Many people view homelessness as a direct result of poverty, mental illness, addictions, tragedy, domestic violence and other things they see as ‘personal failings’. Often, they think that if the economy is going well, we shouldn’t have homelessness in our city.
Fact is, the major contributors to homelessness in Canada, and Calgary, are not the result of ‘personal failings’ but rather, attributable to three major factors that impact an individual’s ability to plug into the necessary resources they need to sustain themselves, retain housing and be contributing members of society.
In broad terms, these factors are:
- macroeconomic factors (especially unemployment);
- changes to our social welfare system (including a decrease in the availability of government-subsidized housing); and
- the design and administration of policies whose specific intent is to respond directly to homelessness (often referred to as ‘systems responses’ to homelessness – how well we as a community respond to homelessness in our city.) Ten Things to Know About Homelessness in Canada, Nick Falvo, PhD.
The policies and economic conditions that lead to homelessness are big societal issues that need to be addressed through advocacy and policy changes on all levels of government. But the system responses and how well we as a community respond to homelessness in our city? That we can address.

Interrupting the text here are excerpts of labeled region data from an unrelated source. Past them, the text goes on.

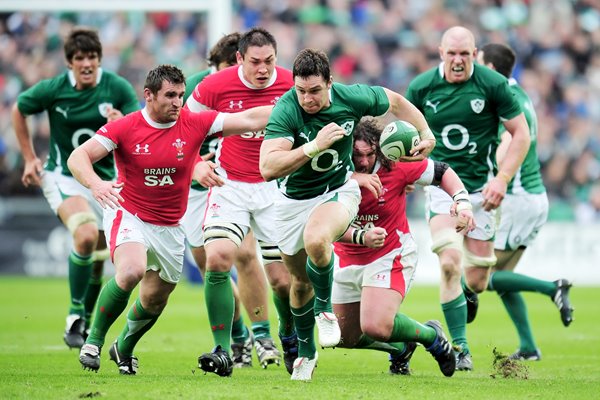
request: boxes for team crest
[172,139,186,161]
[340,121,354,136]
[98,103,112,118]
[471,99,485,114]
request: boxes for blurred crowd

Art Smith established the Calgary Homeless Foundation in 1998 to unify efforts to end homelessness in Calgary through the strategic and focused management of local resources. One body to lead and coordinate the efforts of organizations, agencies and government to boost efficiency and effectiveness on the ground, here in our city.
Together, we will end homelessness in Calgary.
To provide leadership in Calgary’s homeless-serving system-of-care, to ensure it meets the needs of those who are homeless.
The combination of a sound strategic vision and strong leadership has made Calgary a trailblazer in developing powerful programs to end homelessness.